No, I am definitely not OKA | Lisa Hilton

This article is taken from the July 2025 issue of The Critic. To get the full magazine why not subscribe? Right now we’re offering five issues for just £25.


An editor at one of Britain’s highest-circulation dailies wrote to me last week asking for a piece on “mum guilt”. It was one of those moments when you think “Oh, is that still here?”

Like Love Island and Banksy’s art, the word “literally” and Anna Wintour, perhaps you haven’t checked in for a while, but there they are, doing their thing. Still. Obviously, someone believes there’s a few dregs of interest to be squeezed from “mum guilt”, but, really, must we?

Ditto the “Girls’ Night Out”. Why is this grim phrase still with us? What imaginary domestic bonds are we shaking off, what office-to-bar transformations are we effecting with a cunning statement necklace and a slick of Ruby Woo, what high jinks are to be plotted after three cheeky Cosmos whilst hubby’s dinner is left conscientiously warming in the oven? No one’s been a “girl” since 1996 and besides, someone always cries.

So, the Girls’ Night Out was taking place at OKA on the King’s Road, naturally. I switched seamlessly from office to bar by walking to the bar, to find that OKA does Pan-Asian Fusion, that tenacious culinary revenant that refuses to get laid.

“Fusion” was supposedly coined by Florida chef Norman Van Aken in the late Eighties, as applied to the combination of Florida and Caribbean cooking to form “Floribbean cuisine” (I tried it once at Norman’s in Orlando; it tastes like it sounds), and it has since brought us such joys as the ramen burger or Pad Thai pizza, but fusion is really just what food has always done.

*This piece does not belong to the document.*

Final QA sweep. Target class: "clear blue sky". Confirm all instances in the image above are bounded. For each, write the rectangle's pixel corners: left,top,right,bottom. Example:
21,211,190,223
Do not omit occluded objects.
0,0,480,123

Beyond the strictures of 19th century French haute cuisine, cooks of every place and period have adapted and modified, incorporating new ingredients, emphasising or tamping down flavours, substituting the unavailable for the possible.

Most professional chefs apparently despise the term, but somehow Pan-Asian has clung on, perhaps because almost anything tastes tolerable drenched with enough soy and yuzu, and the Brits still think raw fish is sophisticated.

OKA has six branches in London, and the food is based on the “essence” of Japanese restaurants with influences from Thailand, Vietnam and Korea. It claims to emphasise omotenashi, a traditional Japanese concept of hospitality whose elements are meticulous attention to detail, foreseeing the needs of others and surpassing expectations. They definitely came out strong on the latter; I expected dinner to be vile, but it achieved actively repulsive.

The Girls were raring to go, so they started with a round of house cocktails, which promised Yuzu Watermelon Bliss and Tropical Plum Kisses. I ordered a bottle of Gavi from the three whites available on the seven-item list, which we all ended up drinking whilst they waited for the cocktails.

Perhaps they’ve turned up by now, but that evening the blissful kisses remained ever elusive. After an hour with the Gavi (impressively mediocre for £49) and a single bowl of edamame, our order appeared.

We asked for another bottle, but the waitress pointed out disapprovingly that we’d already had one. Clearly, she had never been on a Girls’ Night Out, but she was eventually persuaded to hand it over, by which time anything that had been hot wasn’t and anything that had been cold was emanating listeria.

Given that the website, the menu with its four variant spellings of “chilly” and possibly the waitress had been generated by Chat GPT, the food shouldn’t have been a surprise.

The batter on the vegetable tempura had slunk away in greasy shame from thick slabs of carrot and courgette, the components of the cauliflower in Korean BBQ sauce with Thai basil yogurt had similarly parted company and the hamachi ceviche with OKA shiso dressing and “chily” was a porridgey puddle of fish paste meticulously ornamented with two green leaves which could have been shiso, or possibly geranium from the window boxes at Ivy Asia a few doors down.

The Yummy roll was not yummy, the Crunchy roll was not crunchy, the salmon sashimi was seared, so not actually sashimi, more over-grilled salmon. Bulgogi beef with onion, edamame and steamed rice might have been fine had there not been that weepy asparagus knocking about in the kitchen; chicken teriyaki katsu was a Bernard Matthews breaded cutlet via chipshop curry sauce, all antibiotics and cornstarch unrelieved by the homemade pickles, which were obviously neither homemade nor, indeed, pickles, as Deirdre discovered when she bit into what she thought was a slice of preserved red pepper.

A raw Birds Eye chillee is not a pickle, but at least the Night Out crying rule was upheld, even if it did ruin her office-to-bar maquillage.

Pan-Asian needs to stop now. It may have been innovative and exciting once but has become an excuse for the worst kind of cynically lazy kitchens. Taking an overlong list of flavourings and having them randomly distributed over cheap protein by underpaid commis chefs is fine for a fast-food chain but not if you purport to be a restaurant.

I’ve only bothered writing about OKA at all to prevent anyone accidentally eating there. Like “mum guilt”, it is an outdated abomination.